Also this is the only way to save the relationship as well. Respecting yourself enough to demand respect is return.


----------



## lucy999 (Sep 28, 2014)

The time for "talking" has long passed. Action, man, ACTION.


----------



## Volunteer86 (Aug 2, 2017)

Any updates on this one????


----------



## Silkysean (May 16, 2018)

Here’s my two cents I went thru exact situation except it was high school ex and a couple of new men just randomly flirting.When I asked if something was wrong I got a no.Well I did what you did and was floored by what I read.Meetings,coffee,etc.. random flirting but yet can’t answer my calls.Cheating is cheating for women it’s emotion.So we live together and now are friends until kids graduate high school next year then I’m down.I tried to give more attention etc.. knowing she was flirting etc.. with other men.Then when I did it to her it was a problem she didn’t like it at that point I let her know I knew it all and tried to work on us while you were super selfish and first thing she said was a invaded her right to privacy and at that point I knew then what my choice was any married person who thinks like this is a problem why lock and hide things yet expect trust Nope goes both ways.If you sit back too much longer are you willing to wait to let her sleep with him.Either stop it now and let her know or walk away


----------



## Noble1 (Oct 25, 2013)

Like others have said, you need to take action now and confront your wife.

If she gets angry at your snooping, so what, you have every right to protect your marriage.

If your wife does not value the marriage enough that she is willing to throw it away, you have an answer.

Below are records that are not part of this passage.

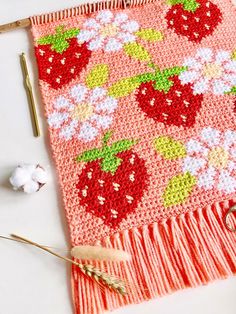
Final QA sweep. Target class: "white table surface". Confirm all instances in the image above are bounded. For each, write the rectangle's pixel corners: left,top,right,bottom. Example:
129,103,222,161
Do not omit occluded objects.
0,1,235,313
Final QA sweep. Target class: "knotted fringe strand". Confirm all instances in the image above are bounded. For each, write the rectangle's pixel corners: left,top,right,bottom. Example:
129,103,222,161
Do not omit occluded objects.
30,0,157,25
72,200,236,314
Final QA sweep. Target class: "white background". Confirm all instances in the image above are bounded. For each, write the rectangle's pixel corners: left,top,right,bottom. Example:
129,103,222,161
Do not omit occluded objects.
0,1,235,313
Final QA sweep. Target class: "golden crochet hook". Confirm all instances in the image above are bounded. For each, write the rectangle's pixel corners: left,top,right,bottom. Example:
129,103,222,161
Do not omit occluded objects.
20,52,40,137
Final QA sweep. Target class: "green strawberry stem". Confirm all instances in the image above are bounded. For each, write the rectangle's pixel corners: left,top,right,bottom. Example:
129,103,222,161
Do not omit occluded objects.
134,65,187,93
167,0,200,12
77,132,138,174
37,25,80,53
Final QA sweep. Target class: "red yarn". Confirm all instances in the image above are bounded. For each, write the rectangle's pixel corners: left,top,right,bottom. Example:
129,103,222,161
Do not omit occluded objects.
135,76,203,128
35,38,91,89
165,0,222,43
76,150,149,227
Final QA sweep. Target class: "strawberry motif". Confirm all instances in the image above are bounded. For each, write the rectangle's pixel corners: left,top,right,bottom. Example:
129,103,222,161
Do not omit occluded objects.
135,74,203,127
76,132,149,227
165,0,222,42
35,26,91,89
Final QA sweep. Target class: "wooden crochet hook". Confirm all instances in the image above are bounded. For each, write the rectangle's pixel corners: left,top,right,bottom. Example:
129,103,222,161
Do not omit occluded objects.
20,52,40,137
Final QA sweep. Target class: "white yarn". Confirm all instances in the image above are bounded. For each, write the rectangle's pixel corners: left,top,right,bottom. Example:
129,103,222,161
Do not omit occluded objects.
9,163,48,194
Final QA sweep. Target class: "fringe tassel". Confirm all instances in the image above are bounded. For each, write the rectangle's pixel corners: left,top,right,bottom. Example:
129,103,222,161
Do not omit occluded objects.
71,200,236,314
30,0,157,25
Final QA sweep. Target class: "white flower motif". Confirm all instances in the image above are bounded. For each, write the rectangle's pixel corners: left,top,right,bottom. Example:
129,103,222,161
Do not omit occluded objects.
183,127,236,194
179,48,236,95
48,84,118,142
77,10,139,52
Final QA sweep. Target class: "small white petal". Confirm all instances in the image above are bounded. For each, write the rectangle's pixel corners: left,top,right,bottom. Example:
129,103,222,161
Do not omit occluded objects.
182,156,206,175
96,97,118,113
218,170,236,194
212,79,231,95
89,87,107,102
91,114,113,129
78,122,98,142
227,161,236,172
223,130,236,150
186,139,205,154
215,50,231,64
116,32,136,43
114,13,128,24
9,167,32,188
224,60,236,72
201,127,221,147
222,73,236,86
84,18,100,30
179,70,199,84
198,166,216,190
54,96,70,109
121,21,139,33
193,78,209,94
88,37,104,50
104,38,123,52
96,10,113,24
231,148,236,159
183,57,202,70
70,85,88,102
48,112,69,128
59,120,78,140
23,180,40,194
32,167,48,184
196,48,213,62
77,29,97,43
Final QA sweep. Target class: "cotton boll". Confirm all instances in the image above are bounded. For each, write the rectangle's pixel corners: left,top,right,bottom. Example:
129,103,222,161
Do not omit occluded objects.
9,167,31,189
32,167,48,184
23,180,40,194
9,164,48,194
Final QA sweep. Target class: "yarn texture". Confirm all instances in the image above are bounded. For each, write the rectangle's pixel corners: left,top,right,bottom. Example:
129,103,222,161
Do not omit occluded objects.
31,0,236,313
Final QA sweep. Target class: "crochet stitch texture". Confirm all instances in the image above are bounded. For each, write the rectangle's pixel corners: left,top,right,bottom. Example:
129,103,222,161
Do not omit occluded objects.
31,0,236,313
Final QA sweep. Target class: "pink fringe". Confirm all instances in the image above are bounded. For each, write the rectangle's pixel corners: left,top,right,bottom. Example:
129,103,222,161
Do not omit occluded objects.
71,200,236,314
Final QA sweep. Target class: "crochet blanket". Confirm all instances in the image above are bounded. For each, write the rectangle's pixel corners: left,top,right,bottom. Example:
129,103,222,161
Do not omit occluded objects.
31,0,236,313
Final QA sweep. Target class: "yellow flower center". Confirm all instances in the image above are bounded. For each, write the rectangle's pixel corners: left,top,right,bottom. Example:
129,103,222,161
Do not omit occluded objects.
71,103,94,122
100,24,118,37
202,63,223,79
208,147,229,169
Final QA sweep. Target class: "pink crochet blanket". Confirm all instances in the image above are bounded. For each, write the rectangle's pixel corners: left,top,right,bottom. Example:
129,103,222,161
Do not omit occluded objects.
31,0,236,313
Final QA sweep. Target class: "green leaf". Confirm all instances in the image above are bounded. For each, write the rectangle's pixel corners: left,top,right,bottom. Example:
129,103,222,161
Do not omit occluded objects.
154,66,187,93
101,156,122,174
162,66,187,78
227,86,236,94
232,50,236,60
135,72,156,84
37,35,55,45
109,139,138,155
154,136,186,159
86,64,109,88
37,26,80,53
135,29,164,41
108,77,140,98
163,172,196,207
76,148,103,162
76,137,138,174
167,0,200,12
124,42,151,61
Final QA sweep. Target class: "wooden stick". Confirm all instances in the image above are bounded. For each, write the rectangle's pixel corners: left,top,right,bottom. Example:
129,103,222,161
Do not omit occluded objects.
0,18,31,33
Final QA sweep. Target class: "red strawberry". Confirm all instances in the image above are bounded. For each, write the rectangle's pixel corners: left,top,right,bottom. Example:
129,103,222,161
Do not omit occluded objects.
35,26,91,89
165,0,222,42
135,74,203,127
76,132,149,227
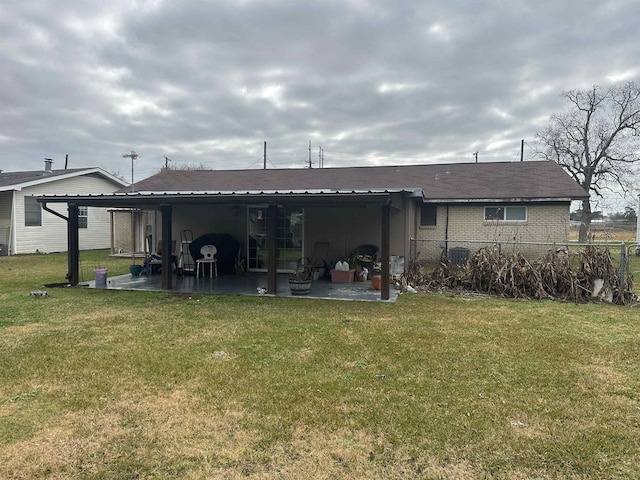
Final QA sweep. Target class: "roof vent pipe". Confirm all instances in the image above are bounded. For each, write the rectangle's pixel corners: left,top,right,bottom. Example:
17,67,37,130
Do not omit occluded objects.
44,158,54,173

You will have to be in a position and ready to walk away from it all if it comes down to it, otherwise any action you take will be meaningless.

If you are willing you can even post copies of your evidence on your/her facebook/etc and expose that way.

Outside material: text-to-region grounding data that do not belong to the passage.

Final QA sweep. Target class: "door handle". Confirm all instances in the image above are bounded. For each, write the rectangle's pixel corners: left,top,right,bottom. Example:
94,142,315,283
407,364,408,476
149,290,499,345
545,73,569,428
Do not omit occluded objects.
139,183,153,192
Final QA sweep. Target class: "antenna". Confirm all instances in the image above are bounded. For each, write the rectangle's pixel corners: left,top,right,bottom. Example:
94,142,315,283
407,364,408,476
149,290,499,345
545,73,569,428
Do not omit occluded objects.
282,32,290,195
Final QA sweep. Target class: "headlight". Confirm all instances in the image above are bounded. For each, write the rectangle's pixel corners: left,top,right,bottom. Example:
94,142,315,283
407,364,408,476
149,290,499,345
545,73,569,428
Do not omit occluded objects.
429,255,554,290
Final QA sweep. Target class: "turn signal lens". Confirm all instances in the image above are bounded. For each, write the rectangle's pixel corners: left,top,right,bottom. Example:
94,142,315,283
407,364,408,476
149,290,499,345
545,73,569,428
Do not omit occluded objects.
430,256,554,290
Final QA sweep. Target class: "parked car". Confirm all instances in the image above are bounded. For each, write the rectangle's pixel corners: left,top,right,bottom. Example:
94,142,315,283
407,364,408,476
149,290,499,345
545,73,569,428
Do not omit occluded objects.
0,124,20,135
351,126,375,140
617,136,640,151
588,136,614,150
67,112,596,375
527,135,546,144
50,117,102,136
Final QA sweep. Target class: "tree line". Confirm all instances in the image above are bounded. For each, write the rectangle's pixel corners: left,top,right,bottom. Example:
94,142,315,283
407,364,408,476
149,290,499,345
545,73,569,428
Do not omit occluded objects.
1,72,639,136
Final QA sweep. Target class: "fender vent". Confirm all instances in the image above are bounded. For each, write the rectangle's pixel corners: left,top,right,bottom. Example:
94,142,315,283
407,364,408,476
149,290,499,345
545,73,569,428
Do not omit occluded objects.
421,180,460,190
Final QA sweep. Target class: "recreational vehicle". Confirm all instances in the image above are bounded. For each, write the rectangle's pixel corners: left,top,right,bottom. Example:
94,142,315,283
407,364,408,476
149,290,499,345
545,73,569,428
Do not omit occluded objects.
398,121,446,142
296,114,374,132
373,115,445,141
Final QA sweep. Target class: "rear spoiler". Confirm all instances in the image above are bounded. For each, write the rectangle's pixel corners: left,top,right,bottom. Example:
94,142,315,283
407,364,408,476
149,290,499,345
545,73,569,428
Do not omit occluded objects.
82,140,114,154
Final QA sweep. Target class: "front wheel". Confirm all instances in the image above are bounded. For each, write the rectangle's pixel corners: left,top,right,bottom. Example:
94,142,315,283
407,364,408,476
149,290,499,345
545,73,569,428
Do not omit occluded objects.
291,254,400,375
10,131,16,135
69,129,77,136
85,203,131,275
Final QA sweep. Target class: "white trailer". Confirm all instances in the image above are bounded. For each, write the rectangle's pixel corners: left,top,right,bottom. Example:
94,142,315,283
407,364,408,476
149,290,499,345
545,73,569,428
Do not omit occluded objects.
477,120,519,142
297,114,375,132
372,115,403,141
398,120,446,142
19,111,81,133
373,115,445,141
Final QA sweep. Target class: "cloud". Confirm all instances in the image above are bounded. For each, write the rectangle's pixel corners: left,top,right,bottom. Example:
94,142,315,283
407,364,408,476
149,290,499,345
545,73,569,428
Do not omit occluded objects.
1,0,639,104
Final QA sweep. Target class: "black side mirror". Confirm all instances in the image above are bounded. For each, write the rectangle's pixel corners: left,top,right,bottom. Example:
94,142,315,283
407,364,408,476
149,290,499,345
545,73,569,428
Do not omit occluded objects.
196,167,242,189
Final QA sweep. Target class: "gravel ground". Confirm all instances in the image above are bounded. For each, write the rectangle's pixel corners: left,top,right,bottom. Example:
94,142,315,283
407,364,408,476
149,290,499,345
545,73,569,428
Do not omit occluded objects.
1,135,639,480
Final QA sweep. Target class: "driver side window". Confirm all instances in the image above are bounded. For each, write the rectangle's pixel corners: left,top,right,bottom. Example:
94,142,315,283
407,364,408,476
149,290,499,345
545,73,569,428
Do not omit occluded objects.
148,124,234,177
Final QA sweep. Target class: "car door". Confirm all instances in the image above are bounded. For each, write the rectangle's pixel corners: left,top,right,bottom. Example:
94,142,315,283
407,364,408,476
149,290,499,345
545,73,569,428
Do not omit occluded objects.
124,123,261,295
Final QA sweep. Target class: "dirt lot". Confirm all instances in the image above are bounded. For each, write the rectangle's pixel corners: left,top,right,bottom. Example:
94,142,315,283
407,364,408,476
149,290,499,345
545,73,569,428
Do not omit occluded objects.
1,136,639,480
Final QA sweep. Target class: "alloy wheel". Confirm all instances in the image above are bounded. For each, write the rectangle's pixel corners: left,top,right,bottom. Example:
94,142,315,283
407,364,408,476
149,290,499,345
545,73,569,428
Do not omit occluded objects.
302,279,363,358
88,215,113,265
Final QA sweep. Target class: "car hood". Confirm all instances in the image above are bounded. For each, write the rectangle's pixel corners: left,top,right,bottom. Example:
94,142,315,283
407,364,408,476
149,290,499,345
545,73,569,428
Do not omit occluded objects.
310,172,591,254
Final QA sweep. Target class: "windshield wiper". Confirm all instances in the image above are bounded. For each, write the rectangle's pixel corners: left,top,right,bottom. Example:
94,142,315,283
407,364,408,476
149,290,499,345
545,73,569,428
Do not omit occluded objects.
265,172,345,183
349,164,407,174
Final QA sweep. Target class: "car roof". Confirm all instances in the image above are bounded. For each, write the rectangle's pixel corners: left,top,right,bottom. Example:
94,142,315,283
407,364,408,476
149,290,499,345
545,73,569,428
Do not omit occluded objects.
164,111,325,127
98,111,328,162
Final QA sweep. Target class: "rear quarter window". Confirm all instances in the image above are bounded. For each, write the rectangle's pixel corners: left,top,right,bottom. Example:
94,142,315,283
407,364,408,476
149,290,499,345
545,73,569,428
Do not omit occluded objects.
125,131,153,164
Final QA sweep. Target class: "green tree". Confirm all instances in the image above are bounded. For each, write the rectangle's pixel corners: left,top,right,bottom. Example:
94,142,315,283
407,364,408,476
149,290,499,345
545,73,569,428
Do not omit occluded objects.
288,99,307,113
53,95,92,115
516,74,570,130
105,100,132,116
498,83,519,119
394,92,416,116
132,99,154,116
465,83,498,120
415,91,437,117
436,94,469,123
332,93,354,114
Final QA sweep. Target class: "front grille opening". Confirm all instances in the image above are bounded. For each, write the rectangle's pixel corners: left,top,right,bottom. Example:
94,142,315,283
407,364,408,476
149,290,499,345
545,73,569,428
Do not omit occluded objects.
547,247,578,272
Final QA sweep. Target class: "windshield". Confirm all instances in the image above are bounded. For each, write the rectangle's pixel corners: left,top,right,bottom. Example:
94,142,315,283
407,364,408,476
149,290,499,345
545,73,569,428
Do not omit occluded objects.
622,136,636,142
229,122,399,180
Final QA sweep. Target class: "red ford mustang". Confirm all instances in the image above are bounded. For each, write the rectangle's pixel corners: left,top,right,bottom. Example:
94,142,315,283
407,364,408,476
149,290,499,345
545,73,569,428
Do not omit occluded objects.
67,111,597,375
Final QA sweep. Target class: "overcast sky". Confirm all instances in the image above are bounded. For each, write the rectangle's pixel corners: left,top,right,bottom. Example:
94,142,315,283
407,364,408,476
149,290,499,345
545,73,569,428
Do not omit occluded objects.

Nothing stops an affair like exposure.

Good luck.


----------



## LeananSidhe (Feb 6, 2018)

My mom is a serial cheater. These messages remind me a lot of what I’ve (unfortunately) seen from her. 

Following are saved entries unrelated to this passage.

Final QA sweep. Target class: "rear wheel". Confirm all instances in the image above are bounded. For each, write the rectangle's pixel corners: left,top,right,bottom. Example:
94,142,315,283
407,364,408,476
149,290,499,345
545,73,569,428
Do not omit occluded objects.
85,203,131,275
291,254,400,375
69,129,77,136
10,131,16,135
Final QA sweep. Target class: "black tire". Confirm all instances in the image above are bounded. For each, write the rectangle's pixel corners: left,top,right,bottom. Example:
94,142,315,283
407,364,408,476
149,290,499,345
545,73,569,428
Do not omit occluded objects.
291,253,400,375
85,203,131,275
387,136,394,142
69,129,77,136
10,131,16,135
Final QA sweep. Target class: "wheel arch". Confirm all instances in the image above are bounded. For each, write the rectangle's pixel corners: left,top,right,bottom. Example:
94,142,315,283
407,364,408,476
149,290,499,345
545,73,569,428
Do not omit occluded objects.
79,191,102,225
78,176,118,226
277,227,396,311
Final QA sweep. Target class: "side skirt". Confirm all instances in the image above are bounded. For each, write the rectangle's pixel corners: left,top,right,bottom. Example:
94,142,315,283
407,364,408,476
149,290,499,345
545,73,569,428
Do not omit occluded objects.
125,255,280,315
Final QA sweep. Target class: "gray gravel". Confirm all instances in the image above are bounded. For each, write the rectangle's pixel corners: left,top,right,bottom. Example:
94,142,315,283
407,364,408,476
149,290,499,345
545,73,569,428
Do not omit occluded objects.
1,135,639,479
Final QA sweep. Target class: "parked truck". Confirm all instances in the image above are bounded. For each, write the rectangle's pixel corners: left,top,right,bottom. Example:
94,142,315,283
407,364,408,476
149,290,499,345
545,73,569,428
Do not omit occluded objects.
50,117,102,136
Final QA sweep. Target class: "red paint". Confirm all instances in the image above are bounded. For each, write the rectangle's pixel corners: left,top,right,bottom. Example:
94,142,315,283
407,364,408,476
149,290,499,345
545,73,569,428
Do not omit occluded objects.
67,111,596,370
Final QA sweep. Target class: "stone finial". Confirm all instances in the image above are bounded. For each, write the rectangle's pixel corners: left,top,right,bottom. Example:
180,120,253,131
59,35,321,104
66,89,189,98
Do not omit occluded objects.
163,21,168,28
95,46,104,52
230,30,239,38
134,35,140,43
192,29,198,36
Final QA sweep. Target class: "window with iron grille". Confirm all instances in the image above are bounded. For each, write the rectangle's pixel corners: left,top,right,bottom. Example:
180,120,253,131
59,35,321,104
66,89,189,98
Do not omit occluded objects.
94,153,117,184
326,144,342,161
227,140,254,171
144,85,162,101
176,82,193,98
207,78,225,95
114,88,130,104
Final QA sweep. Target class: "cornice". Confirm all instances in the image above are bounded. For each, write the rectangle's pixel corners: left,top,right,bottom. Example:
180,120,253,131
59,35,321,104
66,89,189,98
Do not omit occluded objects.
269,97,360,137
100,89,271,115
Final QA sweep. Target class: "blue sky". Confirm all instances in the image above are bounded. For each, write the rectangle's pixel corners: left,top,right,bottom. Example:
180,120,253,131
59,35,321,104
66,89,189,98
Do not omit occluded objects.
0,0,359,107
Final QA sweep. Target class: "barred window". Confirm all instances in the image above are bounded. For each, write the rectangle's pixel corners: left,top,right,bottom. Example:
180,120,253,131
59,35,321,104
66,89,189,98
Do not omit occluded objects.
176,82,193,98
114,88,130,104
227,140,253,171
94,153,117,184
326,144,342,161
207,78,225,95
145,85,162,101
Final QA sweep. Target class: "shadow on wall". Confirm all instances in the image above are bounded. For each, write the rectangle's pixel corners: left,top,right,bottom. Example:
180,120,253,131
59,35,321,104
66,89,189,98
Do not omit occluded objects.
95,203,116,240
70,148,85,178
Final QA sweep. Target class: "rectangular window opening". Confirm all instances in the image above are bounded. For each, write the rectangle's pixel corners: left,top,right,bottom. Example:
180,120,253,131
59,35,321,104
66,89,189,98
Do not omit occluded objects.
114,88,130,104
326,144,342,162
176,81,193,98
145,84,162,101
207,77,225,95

This isn’t about you being “nice” to her. It isn’t about the other guy. It’s about your wife and your marriage. You need to confront her ASAP and go from there. Don’t accept “I’m sorry”. You need to see a marriage counselor or leave. 
You can stop this emotional affair...but there will just be another.


----------



## bdbogus (Dec 3, 2016)

***UPDATE***

All,

Thanks for all the words/advice. Confronted the wife and Tuesday evening and had a two and half hour talk. She admitted to being wrong, of course she was upset that I was snooping her text messages (easily refuted with a "doesn't excuse the content"). She said it felt good to have someone talk to her and affirm her (which I do often). She's probably also going through the beginning stages of menopause so there's those "hormonal" issues.

In the end, we have a better understanding and she agreed to MC/IC which is a first and a major step forward for her and us. This has been a major point of friction for her in the past as she acknowledged issues in her upbringing and seeing her parents relationship (or lack thereof).

We're not 100% good at this time but are a lot better than we were and are headed the right direction and communication is much better.

Again, thanks for everyone's input.


----------



## Suspicious1 (Nov 19, 2017)

So that means no contact right? 

Send copies of the message to the OME, just to show you mean business .

Sent from my SM-G930T using Tapatalk


----------



## MyRevelation (Apr 12, 2016)

bdbogus said:


> ***UPDATE***
> 
> All,
> 
> ...


I don't see any mention of No Contact (NC) with OM/High Sheriff? If that is not priority #1 for both of you, then they're still in contact and you've done nothing but put her on alert to be more careful with her communications.


----------



## Yeswecan (Jul 25, 2014)

bdbogus said:


> ***UPDATE***
> 
> All,
> 
> ...


Hormonal issues is not an excuse. Do not treat it as such. Snooping, in a marriage it is an open book with everything. Except, bathroom visits at natures call.


----------



## katies (May 19, 2015)

bdbogus said:


> ***UPDATE***
> 
> She's probably also going through the beginning stages of menopause so there's those "hormonal" issues.
> 
> ...


oh brother. Everyone has some kind of issue. HOW we deal with the issue/pain is the sole responsibility of the adult. 
Please don't let her off the hook.
Tell her to deal with her shat and then walk away.


----------



## BigDigg (Jan 11, 2018)

OP - did she acknowledge this as an active EA? Explain her feelings for the OM? Why she went out of her way to rekindle to begin with? Or simple downplay and rug sweep? 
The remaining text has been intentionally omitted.